So here’s the situation:
As we all know online dating is a bust. A hilarious hilarious bust. Yeah laugh it up. Anyways. . .the good news is, me writing about online dating and observational humor about girls is working out much better. I’ve meet more people through myspace, than I have through match and eharmony combined times two.
*Here’s a little fun fact:
About two weeks ago I posted a Craig’s list in Men Seeking Women. All it was, was one of my blogs and at the top I wrote “You could be dating this funny, normal guy with a job and a sweet car!?”. No pictures of me, no description of me, nothing about me, all it said was my age. I got about 15 responses. I don’t know if this is good, bad or average, but I thought that was a lot. So here’s the thing, so some of them seem normal enough to continue with the chit chat via email, we get to the point of exchanging myspaces(I know like third base right), and then communication seems to stop. Always. Seized, haulted, just stopped. For about the five I was emailing to, all five seem to taper off as soon as myspaces were exchanged. Interesting? Any hypothesis? Just something to chew on.

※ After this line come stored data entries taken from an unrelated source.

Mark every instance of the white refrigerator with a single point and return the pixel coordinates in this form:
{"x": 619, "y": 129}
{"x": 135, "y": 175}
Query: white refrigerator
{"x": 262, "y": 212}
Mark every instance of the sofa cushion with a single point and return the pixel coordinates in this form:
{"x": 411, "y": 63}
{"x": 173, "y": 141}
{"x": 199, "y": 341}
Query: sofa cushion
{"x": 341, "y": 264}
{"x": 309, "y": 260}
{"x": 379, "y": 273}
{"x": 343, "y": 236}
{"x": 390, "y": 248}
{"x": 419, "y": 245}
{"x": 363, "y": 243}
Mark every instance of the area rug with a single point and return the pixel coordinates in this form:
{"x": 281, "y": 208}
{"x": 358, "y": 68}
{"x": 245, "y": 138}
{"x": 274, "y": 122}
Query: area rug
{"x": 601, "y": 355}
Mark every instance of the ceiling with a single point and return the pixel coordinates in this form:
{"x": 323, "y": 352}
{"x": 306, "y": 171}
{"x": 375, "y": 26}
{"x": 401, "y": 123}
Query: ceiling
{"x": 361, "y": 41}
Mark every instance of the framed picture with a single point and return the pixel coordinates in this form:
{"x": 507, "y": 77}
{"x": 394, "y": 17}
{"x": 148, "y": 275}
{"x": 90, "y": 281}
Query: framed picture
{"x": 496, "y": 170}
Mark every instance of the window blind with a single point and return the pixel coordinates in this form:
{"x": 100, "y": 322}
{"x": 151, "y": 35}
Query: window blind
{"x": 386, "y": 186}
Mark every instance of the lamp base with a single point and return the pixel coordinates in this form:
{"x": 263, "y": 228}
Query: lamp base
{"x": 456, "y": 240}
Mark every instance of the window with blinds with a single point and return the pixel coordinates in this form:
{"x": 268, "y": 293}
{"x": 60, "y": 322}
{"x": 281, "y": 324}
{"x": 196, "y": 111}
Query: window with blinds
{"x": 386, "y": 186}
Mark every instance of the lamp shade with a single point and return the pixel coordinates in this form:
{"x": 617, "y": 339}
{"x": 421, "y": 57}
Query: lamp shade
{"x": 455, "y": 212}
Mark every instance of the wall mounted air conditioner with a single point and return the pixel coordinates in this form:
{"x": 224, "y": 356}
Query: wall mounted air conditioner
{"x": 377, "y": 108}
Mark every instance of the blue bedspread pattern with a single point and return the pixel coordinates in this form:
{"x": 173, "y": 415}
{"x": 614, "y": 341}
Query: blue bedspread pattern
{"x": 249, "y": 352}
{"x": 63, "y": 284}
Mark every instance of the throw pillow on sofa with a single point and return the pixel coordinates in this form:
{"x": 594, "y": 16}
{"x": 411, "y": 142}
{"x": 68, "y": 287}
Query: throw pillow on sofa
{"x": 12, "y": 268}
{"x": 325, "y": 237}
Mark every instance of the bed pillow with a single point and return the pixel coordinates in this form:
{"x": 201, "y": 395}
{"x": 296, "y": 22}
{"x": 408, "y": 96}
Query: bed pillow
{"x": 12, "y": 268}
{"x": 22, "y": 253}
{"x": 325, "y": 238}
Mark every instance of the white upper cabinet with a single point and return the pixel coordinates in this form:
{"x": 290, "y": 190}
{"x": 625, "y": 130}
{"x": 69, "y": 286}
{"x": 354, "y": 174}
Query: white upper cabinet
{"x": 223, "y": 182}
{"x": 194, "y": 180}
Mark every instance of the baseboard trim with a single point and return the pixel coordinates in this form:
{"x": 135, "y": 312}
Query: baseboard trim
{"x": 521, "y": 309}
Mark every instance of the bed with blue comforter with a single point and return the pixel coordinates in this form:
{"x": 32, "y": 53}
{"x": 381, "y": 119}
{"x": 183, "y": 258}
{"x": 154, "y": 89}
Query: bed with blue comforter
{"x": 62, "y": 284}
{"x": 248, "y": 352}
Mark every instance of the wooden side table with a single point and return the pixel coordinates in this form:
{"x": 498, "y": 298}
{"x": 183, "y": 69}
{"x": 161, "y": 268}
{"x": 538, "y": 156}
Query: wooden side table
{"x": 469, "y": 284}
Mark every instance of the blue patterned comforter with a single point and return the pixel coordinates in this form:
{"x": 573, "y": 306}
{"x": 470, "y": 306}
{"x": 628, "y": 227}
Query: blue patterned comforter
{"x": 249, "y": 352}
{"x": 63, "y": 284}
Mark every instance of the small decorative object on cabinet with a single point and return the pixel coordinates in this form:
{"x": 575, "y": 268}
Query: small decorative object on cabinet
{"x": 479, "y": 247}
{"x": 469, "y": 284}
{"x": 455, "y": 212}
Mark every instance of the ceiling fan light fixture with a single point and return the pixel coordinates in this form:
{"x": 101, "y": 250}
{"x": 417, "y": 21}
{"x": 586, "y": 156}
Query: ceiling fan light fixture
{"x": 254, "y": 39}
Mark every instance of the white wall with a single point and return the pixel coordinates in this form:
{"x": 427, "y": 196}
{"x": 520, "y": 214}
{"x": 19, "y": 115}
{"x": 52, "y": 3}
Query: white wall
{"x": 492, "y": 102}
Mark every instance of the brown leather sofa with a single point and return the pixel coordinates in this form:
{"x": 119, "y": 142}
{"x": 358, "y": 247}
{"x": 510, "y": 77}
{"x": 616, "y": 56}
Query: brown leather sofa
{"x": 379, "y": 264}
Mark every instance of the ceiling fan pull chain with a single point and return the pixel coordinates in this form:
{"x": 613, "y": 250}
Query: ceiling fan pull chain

So yes, I’ve been meeting some people through myspace. And I’ve been going out and doing “things” in the real life with said people. Some, just a few, might call these encounters dates. Maybe they are, maybe they aren’t.
In the last month I’ve been on 5 first dates. That’s right 5. This number may not seem like a lot for you casual daters out there, but please consider it’s me, and this number is extraordinarily high going based on pass history since moving to San Diego. Out of these 5 first dates, I would say I’ve only gone on one second date. Only 20 percent return rate? I mean I had a great time on all 5 of these dates. . . .
I mean I had a great time on all 5 of these dates, I actually had a lot of fun with all of them. Did they not with me? Doubtful, I mean I’m awesome. Just kidding. But seriously.
Then why only a 1 in 5 chance of second date-age?
Here’s the truth. I don’t want to go on first dates. Well I mean I want to go on A first date, but I don’t want to go one five different first dates. I would have rather of gone out with the same girl five times. Does that make sense?NOT that I regret going out with any of the people I did, no no. Not at all.
Side note: I wouldn’t qualify myself as “dating” anyone right now. That requires multiple dates and making out.
So how did I get myself into the predicament of 5 first dates? I did some heavy analysis and number crunching and I came up with:
I suck I suck I suck. I go out on “date” it’s a great time, I think, and then BAM,radio silence. Not because I don’t like said person, but because I’m insecure Ian and not sure if they have an interest in me. So how do I remedy this? I play captain cool pants and don’t do a thing. Nice.
Looking back in my college days, I can’t recall a “first date”. I don’t even think I went on a first date. Things were so much different back then, at least in my dating world.
Maybe I’m just freaking out? Maybe there is supposed to be big gaps between first and second dates? I know it’s my fault for lack of initiative, which is odd because I am captain initiative. At work I tear ish up with initiative, anyone who knew me in college knew I was president of everything and captain go getter, but it seems like girls are my kryptonite. I’m not sure really where I was going with this blog, I actually regret not writing about my New York adventures. Seems like that would have been a better read. Fuck it. You can’t win them all.